All models adjusted for maternal education, maternal scores for verbal cognition, and cell composition, and batch.

Unadjusted p-values <0.05 are bolded.

None of the associations remained significant after controlling for FDR.

*

Methylation in cord blood samples were assessed by 450K BeadChip. CpG sites 4,5, and 6 are not shown because they were not assessed by 450K.

Given that PON1 DNA methylation in sites 8 to 15 can mediate the effect of the PON1108 genotype on expression (Huen et al. 2015), we also performed regression models controlling for PON1-108 genotype to identify relationships of methylation with cognition that were independent of this promoter SNP. These results are shown in Supplemental Table 6. DNA methylation at CpG site 10 (located in the PON1 CpG Island) was negatively associated with working memory after controlling for potential confounders and PON1-108 genotype (β(95%CI):5.14(−9.70,−0.57). The direction of effect was the same for other CpG sites located near the TSS (CpG sites 8 to 15) although these associations did not reach statistical significance. All of the associations observed between cord PON1 DNA methylation and IQ scores were no longer significant after accounting for multiple comparisons using the FDR.

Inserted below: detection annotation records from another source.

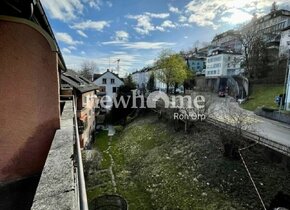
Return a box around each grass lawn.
[241,84,283,111]
[86,116,290,210]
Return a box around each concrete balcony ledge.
[31,101,78,210]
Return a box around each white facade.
[94,71,124,98]
[132,69,166,90]
[243,10,290,34]
[205,53,242,77]
[285,64,290,111]
[279,27,290,57]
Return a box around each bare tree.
[214,100,257,159]
[79,60,98,81]
[173,92,212,132]
[239,29,268,79]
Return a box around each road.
[211,97,290,147]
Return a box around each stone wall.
[31,101,78,210]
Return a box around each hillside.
[87,115,290,210]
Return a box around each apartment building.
[0,0,66,184]
[279,26,290,58]
[211,30,242,53]
[61,70,98,148]
[242,9,290,38]
[205,50,242,77]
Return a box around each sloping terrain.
[87,115,290,210]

We previously found that relationships of maternal OP exposure with child cognition were modified by maternal AREase activity. Therefore, we also performed models of PON1 DNA methylation and child cognition stratified by maternal PON1 factors (AREase activity during pregnancy and maternal PON1-108 genotype). We found suggestive evidence of an interaction between cord blood DNA methylation and maternal AREase activity on cognition for several CpG sites including sites 9, 10, 11, and 16 (Supplemental Table 7). In the stratified models, we observed a consistent trend of positive associations of DNA methylation with cognition in children with low maternal AREase activity and inverse associations in children with high maternal AREase activity. Trends were similar but weaker in the model stratifying by PON1-108 genotype (Supplemental Table 8) where relationships of PON1 DNA methylation were positive in children with the maternal PON1-108CC genotype (higher expression genotype) and negative in those with maternal PON1-108CT and PON1-108TT genotypes (lower expression genotypes). None of these associations remained significant after accounting for multiple comparisons however.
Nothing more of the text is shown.